Who is your audience when you do commercial photography? First of all you have the client. They are paying you, so they have a primary position in your consideration. You want to make shots that they find to be flattering to their product to their service to their business, but they aren’t the final customer. They’re your client, but you’re making the images for them to show to their customers so you have to think about what their customers want to see as well. That’s where it can get tricky because sometimes your client might not think about what their customers want to see, they think about what they want to see and what they want to see is good looking images of their product, because they think that’s what is going to help to make it sell. So this is where the balancing act, the negotiation comes into play. You have to decide how much you’re going to try to coach your client to see that what is in their best interest is creating images creating content that their customers want to see. If it comes off too heavy-handed as commercial shots that are just product based sometimes that will work but sometimes that will turn off their customers. What their customers really want to see is something fun, something new, something interesting, something cool.

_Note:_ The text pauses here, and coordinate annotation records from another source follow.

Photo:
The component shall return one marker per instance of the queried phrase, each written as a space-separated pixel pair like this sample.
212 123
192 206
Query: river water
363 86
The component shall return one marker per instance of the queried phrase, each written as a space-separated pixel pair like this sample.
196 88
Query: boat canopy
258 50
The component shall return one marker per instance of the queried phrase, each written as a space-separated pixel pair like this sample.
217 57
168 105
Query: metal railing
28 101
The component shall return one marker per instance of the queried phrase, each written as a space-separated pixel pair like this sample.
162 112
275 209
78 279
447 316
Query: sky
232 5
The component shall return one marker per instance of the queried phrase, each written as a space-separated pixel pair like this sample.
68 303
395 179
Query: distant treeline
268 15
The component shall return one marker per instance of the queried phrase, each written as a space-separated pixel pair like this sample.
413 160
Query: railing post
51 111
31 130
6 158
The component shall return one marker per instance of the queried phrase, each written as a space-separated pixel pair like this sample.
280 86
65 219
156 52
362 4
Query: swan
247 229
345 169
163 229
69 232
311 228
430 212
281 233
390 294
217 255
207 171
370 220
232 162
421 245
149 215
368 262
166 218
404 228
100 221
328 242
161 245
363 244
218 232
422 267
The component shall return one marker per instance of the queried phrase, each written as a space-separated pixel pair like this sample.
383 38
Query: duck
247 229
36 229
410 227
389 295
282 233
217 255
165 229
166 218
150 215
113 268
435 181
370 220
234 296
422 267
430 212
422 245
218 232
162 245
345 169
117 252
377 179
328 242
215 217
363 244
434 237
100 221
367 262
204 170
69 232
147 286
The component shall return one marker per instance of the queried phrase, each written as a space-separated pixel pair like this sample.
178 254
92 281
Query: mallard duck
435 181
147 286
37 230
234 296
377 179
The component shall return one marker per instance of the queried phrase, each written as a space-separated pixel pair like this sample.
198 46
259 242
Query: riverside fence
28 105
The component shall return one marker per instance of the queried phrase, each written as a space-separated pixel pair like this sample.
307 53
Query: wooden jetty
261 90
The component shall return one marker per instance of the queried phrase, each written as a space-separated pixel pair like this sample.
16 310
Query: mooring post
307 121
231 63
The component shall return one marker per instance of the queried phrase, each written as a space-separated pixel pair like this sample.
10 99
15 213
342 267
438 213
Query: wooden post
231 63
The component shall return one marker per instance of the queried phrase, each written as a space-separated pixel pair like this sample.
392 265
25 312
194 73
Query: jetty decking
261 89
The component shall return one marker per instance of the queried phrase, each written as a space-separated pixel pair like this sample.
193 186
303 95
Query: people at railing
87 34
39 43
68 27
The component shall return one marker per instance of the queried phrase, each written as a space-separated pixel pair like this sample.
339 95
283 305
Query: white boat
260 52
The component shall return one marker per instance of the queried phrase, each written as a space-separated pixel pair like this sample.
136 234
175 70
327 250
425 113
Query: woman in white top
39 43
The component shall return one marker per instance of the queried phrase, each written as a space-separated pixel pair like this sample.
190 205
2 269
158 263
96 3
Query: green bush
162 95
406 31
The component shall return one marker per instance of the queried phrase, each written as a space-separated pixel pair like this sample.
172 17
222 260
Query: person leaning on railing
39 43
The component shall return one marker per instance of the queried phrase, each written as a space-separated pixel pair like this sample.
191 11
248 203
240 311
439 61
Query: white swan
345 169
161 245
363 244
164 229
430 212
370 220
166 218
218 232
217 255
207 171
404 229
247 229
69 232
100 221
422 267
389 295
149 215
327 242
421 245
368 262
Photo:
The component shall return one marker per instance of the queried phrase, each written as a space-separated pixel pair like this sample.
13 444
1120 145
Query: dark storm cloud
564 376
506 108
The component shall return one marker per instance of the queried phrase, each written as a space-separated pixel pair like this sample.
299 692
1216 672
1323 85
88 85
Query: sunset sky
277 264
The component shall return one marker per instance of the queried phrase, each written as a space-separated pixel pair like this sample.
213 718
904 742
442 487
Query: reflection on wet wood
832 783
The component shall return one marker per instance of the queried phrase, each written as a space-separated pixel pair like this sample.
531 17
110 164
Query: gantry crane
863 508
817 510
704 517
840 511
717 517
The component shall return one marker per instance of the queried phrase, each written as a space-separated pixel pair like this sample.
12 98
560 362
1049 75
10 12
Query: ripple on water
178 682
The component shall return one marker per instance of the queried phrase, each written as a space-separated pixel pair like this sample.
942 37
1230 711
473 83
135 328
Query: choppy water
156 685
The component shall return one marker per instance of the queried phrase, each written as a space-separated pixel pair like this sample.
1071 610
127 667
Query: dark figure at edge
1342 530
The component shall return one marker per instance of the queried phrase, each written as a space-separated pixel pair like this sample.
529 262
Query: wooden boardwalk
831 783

So as a photographer, as a content creator, that’s your job to navigate those waters and to negotiate between those audiences. Your clients’ set of needs and what their customers really want and that can be tricky but doing that successfully is what will make you succeed in your business efforts. And ultimately, your client is the one paying you, so even if you have to do something that you feel like their customers are not going to like. Sometimes you have to go ahead and just do that because they are the ones paying and sometimes they’ll want to hear your input and sometimes they already have a clear vision in mind and they just want you to execute it. That’s going to determine which clients you work best with and which ones you want to work with.